(Caracas) Les États-Unis et l’UE ont dit mardi être « profondément préoccupés » par le placement en détention pour « conspiration » d’une avocate vénézuélienne critique du gouvernement Maduro, l’ONU dénonçant un « plan coordonné visant à réduire au silence les critiques et les opposants présumés ».

L’avocate Rocio San Miguel, 57 ans, spécialiste des questions militaires et directrice de l’ONG « Contrôle citoyen » qui surveille les violations des droits humains, a été arrêtée le 9 février à l’aéroport de Caracas alors qu’elle s’apprêtait à quitter le Venezuela.

En compagnie de cinq membres de sa famille – sa fille, ses deux frères, son père et son ex-mari –, elle a été présentée devant un tribunal spécialisé dans les affaires de « terrorisme » et le parquet a demandé le placement en détention provisoire des ex-époux.

Mme San Miguel est poursuivie pour « trahison », « conspiration » et « terrorisme ». Son ex-mari José Gonzales De Canales Plaza, colonel de l’armée de l’air en retraite, est poursuivi pour « révélation de secrets politiques et militaires concernant la sécurité de la nation ».

Les quatre autres membres de la famille ont été placés en liberté surveillée. Aucun détail n’a été fourni concernant les poursuites dont ils font l’objet.

« Lors de cette audience, Rocio San Miguel n’a pas eu d’avocats en qui elle avait confiance pour garantir son droit à l’assistance juridique, dans le cadre de la procédure régulière établie par l’article 44 de la Constitution », a dénoncé l’équipe juridique de l’avocate dans un communiqué.

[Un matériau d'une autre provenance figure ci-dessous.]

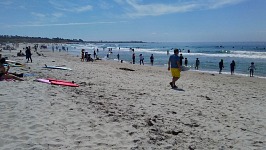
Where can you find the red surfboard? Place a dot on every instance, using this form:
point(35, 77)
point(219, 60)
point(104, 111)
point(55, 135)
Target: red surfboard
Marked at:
point(55, 82)
point(51, 79)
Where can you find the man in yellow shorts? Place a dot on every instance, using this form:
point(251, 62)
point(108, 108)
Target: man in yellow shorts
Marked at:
point(175, 67)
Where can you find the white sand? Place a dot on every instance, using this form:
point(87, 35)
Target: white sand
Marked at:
point(118, 109)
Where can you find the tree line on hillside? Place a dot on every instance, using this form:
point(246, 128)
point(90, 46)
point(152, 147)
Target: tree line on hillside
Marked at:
point(27, 39)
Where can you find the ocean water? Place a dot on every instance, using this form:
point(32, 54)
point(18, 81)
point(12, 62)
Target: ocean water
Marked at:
point(209, 54)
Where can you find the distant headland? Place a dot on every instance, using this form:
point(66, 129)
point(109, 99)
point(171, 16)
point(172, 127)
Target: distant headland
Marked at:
point(27, 39)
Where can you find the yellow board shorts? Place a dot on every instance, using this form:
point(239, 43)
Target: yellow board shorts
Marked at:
point(175, 72)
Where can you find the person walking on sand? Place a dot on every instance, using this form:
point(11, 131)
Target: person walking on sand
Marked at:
point(197, 64)
point(221, 66)
point(232, 67)
point(186, 61)
point(152, 59)
point(251, 69)
point(181, 59)
point(118, 56)
point(133, 58)
point(141, 59)
point(175, 67)
point(28, 54)
point(82, 54)
point(4, 72)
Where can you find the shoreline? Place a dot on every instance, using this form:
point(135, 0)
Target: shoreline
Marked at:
point(118, 109)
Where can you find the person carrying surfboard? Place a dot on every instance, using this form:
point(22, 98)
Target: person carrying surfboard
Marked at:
point(175, 67)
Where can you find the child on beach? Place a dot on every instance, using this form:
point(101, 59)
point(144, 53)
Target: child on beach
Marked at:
point(4, 73)
point(232, 67)
point(82, 55)
point(141, 59)
point(251, 69)
point(197, 64)
point(221, 66)
point(186, 61)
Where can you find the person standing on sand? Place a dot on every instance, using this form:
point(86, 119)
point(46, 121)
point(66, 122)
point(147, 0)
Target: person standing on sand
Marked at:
point(94, 54)
point(197, 64)
point(221, 66)
point(82, 54)
point(28, 54)
point(232, 67)
point(175, 67)
point(186, 61)
point(152, 59)
point(4, 72)
point(133, 58)
point(141, 59)
point(181, 59)
point(251, 69)
point(118, 56)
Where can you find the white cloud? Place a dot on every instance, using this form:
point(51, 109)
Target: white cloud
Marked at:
point(70, 7)
point(6, 2)
point(137, 9)
point(65, 24)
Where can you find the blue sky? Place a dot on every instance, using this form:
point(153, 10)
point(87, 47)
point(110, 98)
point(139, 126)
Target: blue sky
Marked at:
point(145, 20)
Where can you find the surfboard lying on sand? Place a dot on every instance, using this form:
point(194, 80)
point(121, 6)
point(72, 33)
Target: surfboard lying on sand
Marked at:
point(51, 79)
point(56, 67)
point(64, 83)
point(43, 81)
point(58, 82)
point(185, 68)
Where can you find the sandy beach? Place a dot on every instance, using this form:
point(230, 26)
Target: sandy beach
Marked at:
point(115, 108)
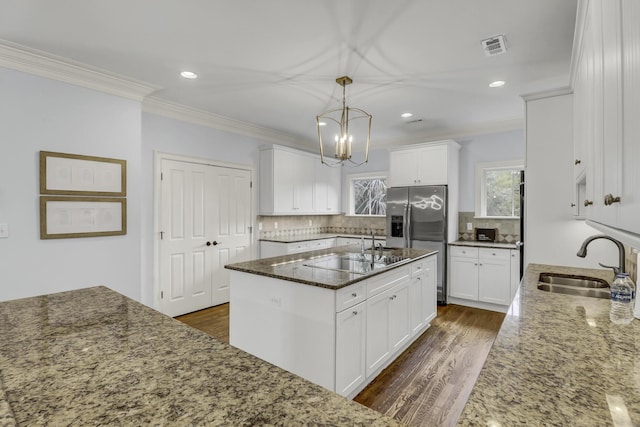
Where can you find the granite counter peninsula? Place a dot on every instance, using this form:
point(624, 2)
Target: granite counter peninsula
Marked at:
point(330, 316)
point(558, 361)
point(95, 357)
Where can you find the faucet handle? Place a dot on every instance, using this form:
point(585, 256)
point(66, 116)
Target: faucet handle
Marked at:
point(616, 270)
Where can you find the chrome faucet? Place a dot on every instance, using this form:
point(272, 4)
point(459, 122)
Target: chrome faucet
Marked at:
point(582, 252)
point(373, 246)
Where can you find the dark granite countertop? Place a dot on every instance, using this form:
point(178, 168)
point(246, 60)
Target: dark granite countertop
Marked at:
point(95, 357)
point(306, 237)
point(292, 267)
point(477, 244)
point(558, 361)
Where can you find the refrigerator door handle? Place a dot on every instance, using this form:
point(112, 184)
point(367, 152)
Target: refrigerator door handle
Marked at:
point(407, 233)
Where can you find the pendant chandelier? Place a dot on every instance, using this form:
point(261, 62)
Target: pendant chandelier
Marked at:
point(344, 132)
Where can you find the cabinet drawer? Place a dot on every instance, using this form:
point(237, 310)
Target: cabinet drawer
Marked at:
point(418, 267)
point(350, 296)
point(492, 253)
point(384, 281)
point(463, 251)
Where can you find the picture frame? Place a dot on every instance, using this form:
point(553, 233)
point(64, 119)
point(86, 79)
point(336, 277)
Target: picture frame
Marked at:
point(75, 174)
point(69, 217)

Sans nouvelles depuis son arrestation, les avocats avaient dénoncé « une disparition forcée ». Ils ont indiqué avoir appris uniquement mardi que Mme San Miguel était incarcérée à l’Hélicoïde, le centre de détention des services de renseignement vénézuéliens à Caracas.

L’avocate est accusée par les autorités d’être impliquée dans une conspiration présumée contre le président Nicolas Maduro. Elle aurait apporté son concours à un projet d’attaque d’une base militaire près de la frontière avec la Colombie, dans le but de saisir des armes et d’assassiner le président.

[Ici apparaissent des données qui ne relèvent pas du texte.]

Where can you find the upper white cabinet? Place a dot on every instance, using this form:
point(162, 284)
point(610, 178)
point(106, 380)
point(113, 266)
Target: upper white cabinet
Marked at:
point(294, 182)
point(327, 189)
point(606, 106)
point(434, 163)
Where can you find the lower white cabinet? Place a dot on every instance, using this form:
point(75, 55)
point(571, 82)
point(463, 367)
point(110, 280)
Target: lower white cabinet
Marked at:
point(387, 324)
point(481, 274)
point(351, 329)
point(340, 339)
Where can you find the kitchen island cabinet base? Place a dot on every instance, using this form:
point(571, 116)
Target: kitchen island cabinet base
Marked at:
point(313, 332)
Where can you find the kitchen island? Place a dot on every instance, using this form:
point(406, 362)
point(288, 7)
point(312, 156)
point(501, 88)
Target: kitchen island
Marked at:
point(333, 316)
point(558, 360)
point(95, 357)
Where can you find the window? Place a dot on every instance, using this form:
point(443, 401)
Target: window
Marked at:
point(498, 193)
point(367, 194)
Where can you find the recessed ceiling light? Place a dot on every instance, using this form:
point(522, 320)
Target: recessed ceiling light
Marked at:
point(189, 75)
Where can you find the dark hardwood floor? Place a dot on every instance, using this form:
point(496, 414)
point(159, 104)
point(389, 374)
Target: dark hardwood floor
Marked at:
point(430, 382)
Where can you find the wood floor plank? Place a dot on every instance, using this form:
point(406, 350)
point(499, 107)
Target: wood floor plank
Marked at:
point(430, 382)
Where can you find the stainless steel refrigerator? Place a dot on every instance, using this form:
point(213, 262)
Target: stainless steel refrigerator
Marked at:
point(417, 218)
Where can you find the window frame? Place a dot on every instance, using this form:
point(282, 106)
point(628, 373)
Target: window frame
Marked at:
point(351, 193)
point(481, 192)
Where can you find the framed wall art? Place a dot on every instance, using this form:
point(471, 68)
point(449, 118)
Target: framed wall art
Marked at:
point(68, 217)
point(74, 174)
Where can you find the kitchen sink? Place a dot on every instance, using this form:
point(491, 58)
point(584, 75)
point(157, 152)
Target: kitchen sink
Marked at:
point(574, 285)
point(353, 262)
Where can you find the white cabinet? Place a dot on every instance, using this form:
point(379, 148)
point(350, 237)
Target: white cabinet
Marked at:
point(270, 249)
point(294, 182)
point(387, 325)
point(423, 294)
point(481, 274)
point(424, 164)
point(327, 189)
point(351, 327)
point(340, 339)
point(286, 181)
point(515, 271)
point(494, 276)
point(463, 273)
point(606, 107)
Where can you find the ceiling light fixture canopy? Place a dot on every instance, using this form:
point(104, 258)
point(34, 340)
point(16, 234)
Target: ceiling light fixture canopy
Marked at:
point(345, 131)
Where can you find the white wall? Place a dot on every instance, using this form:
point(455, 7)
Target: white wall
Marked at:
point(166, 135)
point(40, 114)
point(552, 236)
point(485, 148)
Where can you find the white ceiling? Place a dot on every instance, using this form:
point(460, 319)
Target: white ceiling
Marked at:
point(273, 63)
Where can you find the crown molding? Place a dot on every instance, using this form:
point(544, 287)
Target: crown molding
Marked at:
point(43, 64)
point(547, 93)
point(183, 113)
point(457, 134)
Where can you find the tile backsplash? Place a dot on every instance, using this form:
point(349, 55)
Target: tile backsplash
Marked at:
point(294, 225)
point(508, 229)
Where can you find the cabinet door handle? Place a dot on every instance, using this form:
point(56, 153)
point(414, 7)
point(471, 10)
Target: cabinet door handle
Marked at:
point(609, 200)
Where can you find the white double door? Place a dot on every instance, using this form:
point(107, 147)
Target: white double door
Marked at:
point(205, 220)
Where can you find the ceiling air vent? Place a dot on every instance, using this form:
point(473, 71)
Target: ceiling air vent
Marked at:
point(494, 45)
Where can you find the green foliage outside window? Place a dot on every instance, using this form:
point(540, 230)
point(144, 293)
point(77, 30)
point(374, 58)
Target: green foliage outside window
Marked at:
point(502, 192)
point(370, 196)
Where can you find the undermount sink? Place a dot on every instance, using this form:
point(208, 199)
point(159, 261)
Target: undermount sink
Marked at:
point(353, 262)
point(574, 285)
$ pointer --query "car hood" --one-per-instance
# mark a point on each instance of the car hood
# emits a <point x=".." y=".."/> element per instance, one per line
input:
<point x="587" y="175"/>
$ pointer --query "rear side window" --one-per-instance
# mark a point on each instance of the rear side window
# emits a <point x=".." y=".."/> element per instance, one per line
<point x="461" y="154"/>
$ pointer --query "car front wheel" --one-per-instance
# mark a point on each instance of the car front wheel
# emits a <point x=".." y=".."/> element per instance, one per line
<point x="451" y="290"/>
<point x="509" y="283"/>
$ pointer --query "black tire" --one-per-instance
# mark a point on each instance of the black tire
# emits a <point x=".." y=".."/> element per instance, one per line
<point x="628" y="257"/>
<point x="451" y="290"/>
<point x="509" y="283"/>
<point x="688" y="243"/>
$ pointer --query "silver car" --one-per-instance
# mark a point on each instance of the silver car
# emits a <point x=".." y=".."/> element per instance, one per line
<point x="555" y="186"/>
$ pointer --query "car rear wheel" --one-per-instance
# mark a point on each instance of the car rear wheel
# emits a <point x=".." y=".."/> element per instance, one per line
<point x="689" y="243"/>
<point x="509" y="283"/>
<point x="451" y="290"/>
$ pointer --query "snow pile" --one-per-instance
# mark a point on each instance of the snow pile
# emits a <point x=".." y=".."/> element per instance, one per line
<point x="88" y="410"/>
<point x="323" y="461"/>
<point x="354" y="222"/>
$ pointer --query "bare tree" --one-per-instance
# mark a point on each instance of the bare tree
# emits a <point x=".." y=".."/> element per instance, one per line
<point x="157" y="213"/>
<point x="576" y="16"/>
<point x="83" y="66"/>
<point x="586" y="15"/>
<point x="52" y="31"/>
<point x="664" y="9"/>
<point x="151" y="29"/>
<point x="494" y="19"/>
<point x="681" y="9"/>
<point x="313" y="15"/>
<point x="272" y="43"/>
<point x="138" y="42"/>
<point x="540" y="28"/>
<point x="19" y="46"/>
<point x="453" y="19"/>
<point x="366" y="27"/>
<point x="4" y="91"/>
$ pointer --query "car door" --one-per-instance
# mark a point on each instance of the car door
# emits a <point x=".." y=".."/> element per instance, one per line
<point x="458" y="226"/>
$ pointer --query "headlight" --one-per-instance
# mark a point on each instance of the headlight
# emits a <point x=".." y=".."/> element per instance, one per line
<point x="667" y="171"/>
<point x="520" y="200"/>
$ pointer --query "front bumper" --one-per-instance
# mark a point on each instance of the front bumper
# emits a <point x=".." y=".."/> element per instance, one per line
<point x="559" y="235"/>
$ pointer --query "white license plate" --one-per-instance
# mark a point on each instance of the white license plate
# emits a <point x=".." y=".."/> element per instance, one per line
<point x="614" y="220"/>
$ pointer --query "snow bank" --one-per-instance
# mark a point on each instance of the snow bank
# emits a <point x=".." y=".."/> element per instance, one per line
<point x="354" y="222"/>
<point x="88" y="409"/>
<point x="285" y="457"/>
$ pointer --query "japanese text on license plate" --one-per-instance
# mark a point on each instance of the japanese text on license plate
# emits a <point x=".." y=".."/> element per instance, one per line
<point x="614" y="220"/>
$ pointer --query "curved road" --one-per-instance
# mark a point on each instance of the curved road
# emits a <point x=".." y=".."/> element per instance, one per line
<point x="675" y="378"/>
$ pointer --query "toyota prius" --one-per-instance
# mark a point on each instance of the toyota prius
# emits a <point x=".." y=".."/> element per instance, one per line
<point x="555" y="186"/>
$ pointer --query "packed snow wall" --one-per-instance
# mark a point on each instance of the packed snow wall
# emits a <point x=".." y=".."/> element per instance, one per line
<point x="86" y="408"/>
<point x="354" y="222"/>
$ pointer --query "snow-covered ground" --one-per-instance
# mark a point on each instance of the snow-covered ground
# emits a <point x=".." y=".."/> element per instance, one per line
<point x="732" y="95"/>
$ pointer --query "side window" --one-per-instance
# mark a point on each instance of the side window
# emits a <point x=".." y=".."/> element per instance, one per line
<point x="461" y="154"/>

Son arrestation intervient alors que le gouvernement a annoncé avoir déjoué cinq complots, impliquant selon la justice des militaires, des journalistes et divers militants. Trente-six personnes ont été arrêtées.

« Plan coordonné »

Les États-Unis, comme l’Union européenne, se sont dits mardi « profondément préoccupés » par cette affaire.

La porte-parole du chef de la diplomatie de l’UE, Josep Borrell, a demandé mardi sur X la libération de l’avocate comme l’avaient fait lundi 204 organisations de défense des droits de l’homme dans une déclaration commune dénonçant « le modèle systématique de disparitions forcées temporaires au Venezuela ».

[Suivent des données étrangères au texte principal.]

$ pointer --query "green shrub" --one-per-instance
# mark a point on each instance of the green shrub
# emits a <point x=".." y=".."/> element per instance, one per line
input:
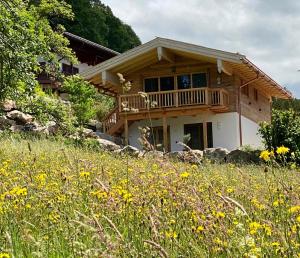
<point x="82" y="98"/>
<point x="284" y="130"/>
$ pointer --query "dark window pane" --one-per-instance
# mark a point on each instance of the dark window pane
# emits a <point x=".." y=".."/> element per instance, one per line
<point x="184" y="81"/>
<point x="209" y="135"/>
<point x="199" y="80"/>
<point x="166" y="83"/>
<point x="151" y="85"/>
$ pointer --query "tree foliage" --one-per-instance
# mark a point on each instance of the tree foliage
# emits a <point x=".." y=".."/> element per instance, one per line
<point x="96" y="22"/>
<point x="283" y="104"/>
<point x="26" y="35"/>
<point x="284" y="130"/>
<point x="82" y="96"/>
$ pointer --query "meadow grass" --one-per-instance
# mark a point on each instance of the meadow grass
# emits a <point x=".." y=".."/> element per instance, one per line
<point x="61" y="201"/>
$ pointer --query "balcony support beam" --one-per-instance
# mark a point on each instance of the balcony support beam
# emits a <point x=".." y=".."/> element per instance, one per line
<point x="164" y="54"/>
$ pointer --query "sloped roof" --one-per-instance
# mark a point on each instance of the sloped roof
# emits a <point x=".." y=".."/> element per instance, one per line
<point x="238" y="62"/>
<point x="91" y="43"/>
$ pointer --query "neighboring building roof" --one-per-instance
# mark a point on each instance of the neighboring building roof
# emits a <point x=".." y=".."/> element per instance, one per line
<point x="147" y="54"/>
<point x="93" y="44"/>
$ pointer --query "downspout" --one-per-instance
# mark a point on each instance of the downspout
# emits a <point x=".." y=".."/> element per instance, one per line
<point x="240" y="106"/>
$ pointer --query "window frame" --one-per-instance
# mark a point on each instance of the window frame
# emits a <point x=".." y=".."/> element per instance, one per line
<point x="175" y="80"/>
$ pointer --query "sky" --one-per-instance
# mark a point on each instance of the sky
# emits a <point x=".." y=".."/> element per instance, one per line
<point x="266" y="31"/>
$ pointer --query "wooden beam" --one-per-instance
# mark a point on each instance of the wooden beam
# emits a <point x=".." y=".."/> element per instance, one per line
<point x="223" y="67"/>
<point x="126" y="130"/>
<point x="108" y="77"/>
<point x="165" y="133"/>
<point x="205" y="135"/>
<point x="164" y="54"/>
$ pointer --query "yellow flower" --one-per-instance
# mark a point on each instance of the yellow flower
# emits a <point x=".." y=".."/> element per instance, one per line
<point x="282" y="150"/>
<point x="184" y="175"/>
<point x="4" y="255"/>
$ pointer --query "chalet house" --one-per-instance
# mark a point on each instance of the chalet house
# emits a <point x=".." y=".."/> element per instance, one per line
<point x="217" y="97"/>
<point x="88" y="54"/>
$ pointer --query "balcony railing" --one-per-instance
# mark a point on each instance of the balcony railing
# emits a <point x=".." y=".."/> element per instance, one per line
<point x="175" y="99"/>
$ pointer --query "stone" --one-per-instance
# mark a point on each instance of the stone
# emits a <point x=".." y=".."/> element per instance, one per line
<point x="20" y="117"/>
<point x="216" y="154"/>
<point x="153" y="154"/>
<point x="108" y="145"/>
<point x="52" y="127"/>
<point x="5" y="122"/>
<point x="8" y="105"/>
<point x="240" y="156"/>
<point x="191" y="156"/>
<point x="16" y="128"/>
<point x="130" y="150"/>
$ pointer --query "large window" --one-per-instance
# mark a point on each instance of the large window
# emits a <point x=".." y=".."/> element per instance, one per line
<point x="199" y="80"/>
<point x="167" y="83"/>
<point x="151" y="85"/>
<point x="184" y="81"/>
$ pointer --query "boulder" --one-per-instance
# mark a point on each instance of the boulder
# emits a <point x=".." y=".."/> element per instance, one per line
<point x="240" y="156"/>
<point x="216" y="154"/>
<point x="8" y="105"/>
<point x="153" y="154"/>
<point x="108" y="145"/>
<point x="129" y="150"/>
<point x="5" y="122"/>
<point x="16" y="128"/>
<point x="35" y="127"/>
<point x="192" y="156"/>
<point x="20" y="117"/>
<point x="52" y="127"/>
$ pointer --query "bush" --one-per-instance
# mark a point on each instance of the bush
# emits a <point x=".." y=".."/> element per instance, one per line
<point x="46" y="108"/>
<point x="284" y="130"/>
<point x="82" y="97"/>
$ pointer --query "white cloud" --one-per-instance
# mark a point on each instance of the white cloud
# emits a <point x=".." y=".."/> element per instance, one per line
<point x="266" y="31"/>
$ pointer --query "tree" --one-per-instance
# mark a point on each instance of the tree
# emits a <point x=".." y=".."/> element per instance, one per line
<point x="96" y="22"/>
<point x="26" y="35"/>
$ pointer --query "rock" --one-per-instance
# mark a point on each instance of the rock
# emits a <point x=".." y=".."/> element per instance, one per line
<point x="20" y="117"/>
<point x="108" y="145"/>
<point x="16" y="128"/>
<point x="240" y="156"/>
<point x="216" y="154"/>
<point x="64" y="96"/>
<point x="5" y="122"/>
<point x="52" y="127"/>
<point x="193" y="156"/>
<point x="153" y="154"/>
<point x="8" y="105"/>
<point x="130" y="150"/>
<point x="35" y="127"/>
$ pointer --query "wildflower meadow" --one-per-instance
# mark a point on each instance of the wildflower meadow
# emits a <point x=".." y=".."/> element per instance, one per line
<point x="58" y="200"/>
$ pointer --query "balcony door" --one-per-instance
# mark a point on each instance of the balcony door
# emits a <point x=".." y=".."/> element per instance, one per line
<point x="196" y="132"/>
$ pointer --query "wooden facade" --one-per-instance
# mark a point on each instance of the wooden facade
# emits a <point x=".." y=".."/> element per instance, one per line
<point x="230" y="83"/>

John Kirby, un porte-parole de l’exécutif américain, a affirmé mardi lors d’une conférence de presse que « M. Maduro se doit de respecter les engagements qu’il a pris à l’automne dernier sur la façon de traiter la société civile, les activistes politiques ainsi que les partis d’opposition et même les Vénézuéliens qui voudraient se présenter à des élections ».

Le gouvernement Maduro et l’opposition ont conclu un accord en octobre à la Barbade pour l’organisation d’élections générales libres et transparentes en 2024, en présence d’observateurs internationaux.

En échange les États-Unis ont assoupli leurs sanctions, notamment l’embargo sur le pétrole.

Toutefois, la Cour suprême vénézuélienne, fidèle à M. Maduro, a récemment confirmé l’interdiction de se présenter aux élections de la cheffe de l’opposition, Maria Corina Machado, qui a remporté haut la main les primaires de son camp.

La mission d’enquête indépendante du bureau des droits de l’homme des Nations unies au Venezuela a dénoncé mardi une « vague de répression contre les opposants » qui s’intensifie dans le pays.

« Il ne s’agit pas d’incidents isolés, mais plutôt d’une série d’évènements qui semblent faire partie d’un plan coordonné visant à réduire au silence les critiques et les opposants présumés », a déclaré Marta Valinas, présidente de la mission, dans un communiqué.

Francisco Cox, membre de la mission d’enquête de l’ONU, a soutenu que « l’État vénézuélien a violé les droits de l’homme de dizaines de personnes en enquêtant sur des groupes de conspirateurs présumés ».

Le procureur général du Venezuela, Tarek William Saab, a dénoncé mardi « une campagne féroce menée depuis l’étranger contre la justice et l’État vénézuéliens ».

L’ONG Foro Penal estime qu’il y a 261 « prisonniers politiques » au Venezuela, dont 18 femmes et 146 soldats.